The question is not really to do with linearisation. In case-classes toString is a method automatically generated by the compiler if and only if Any.toString is not overridden in the end-type.
However, the answer is partly to do with linearisation - we need to override Function1.toString with the method that would have been generated by compiler if not for the version introduced by Function1 :
trait ProperName extends Product {
override lazy val toString = scala.runtime.ScalaRunTime._toString(this)
}
// now just mix in ProperName and... magic!
case class Stepper(step: Int) extends (Int => Int) with ProperName {
def apply(x:Int) = x+step
}
Then
println(Some(2) map Stepper(2))
println(Stepper(2))
Will produce
Some(4)
Stepper(2)
Update
Here is a version of ProperName trait that doesn't rely on the undocumented API method:
trait ProperName extends Product {
override lazy val toString = {
val caseFields = {
val arity = productArity
def fields(from: Int): List[Any] =
if (from == arity) List()
else productElement(from) :: fields(from + 1)
fields(0)
}
caseFields.mkString(productPrefix + "(", ",", ")")
}
}
Alternative toString implementation is derived from the source code for the original _toString method scala.runtime.ScalaRunTime._toString.
Please note that this alternative implementation is still based on the assumption that a case class always extends Product trait.
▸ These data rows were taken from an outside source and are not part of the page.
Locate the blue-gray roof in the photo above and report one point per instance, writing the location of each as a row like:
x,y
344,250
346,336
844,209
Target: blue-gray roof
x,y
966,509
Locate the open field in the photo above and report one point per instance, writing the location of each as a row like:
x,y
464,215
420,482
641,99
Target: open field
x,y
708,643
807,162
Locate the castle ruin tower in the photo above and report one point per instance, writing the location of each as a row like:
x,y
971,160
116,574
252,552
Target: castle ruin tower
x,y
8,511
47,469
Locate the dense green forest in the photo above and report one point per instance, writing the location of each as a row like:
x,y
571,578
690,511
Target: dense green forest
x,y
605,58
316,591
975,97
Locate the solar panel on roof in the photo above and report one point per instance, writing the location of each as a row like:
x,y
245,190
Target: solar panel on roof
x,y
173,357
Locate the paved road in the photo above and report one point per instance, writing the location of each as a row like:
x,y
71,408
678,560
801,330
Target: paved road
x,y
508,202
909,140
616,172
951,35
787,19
Although the latter holds true as of Scala 2.9.0 and is a fact that is known to and relied upon by some members of Scala community it's not formally documented as part of Scala Language Spec.
EDIT: What about overriding toString?
case class Stepper(step: Int) extends (Int => Int) {
def apply(x: Int) = x + step
override def toString = "Stepper(" + step + ")"
}
You can use an implicit conversion to have Stepper treated like a function only when necessary:
case class Stepper(step: Int) { def apply(x: Int) = x + step }
implicit def s2f(s: Stepper) = new Function[Int, Int] {
def apply(x: Int) = s.apply(x)
}
Now you get the case class's toString when you call Stepper(42).toString, but Some(2) map Stepper(2) also works as desired.
(Note that I've been more verbose than necessary above to keep the mechanics clear. You can also write implicit def s2f(s: Stepper) = s.apply _ or any number of other more concise formulations).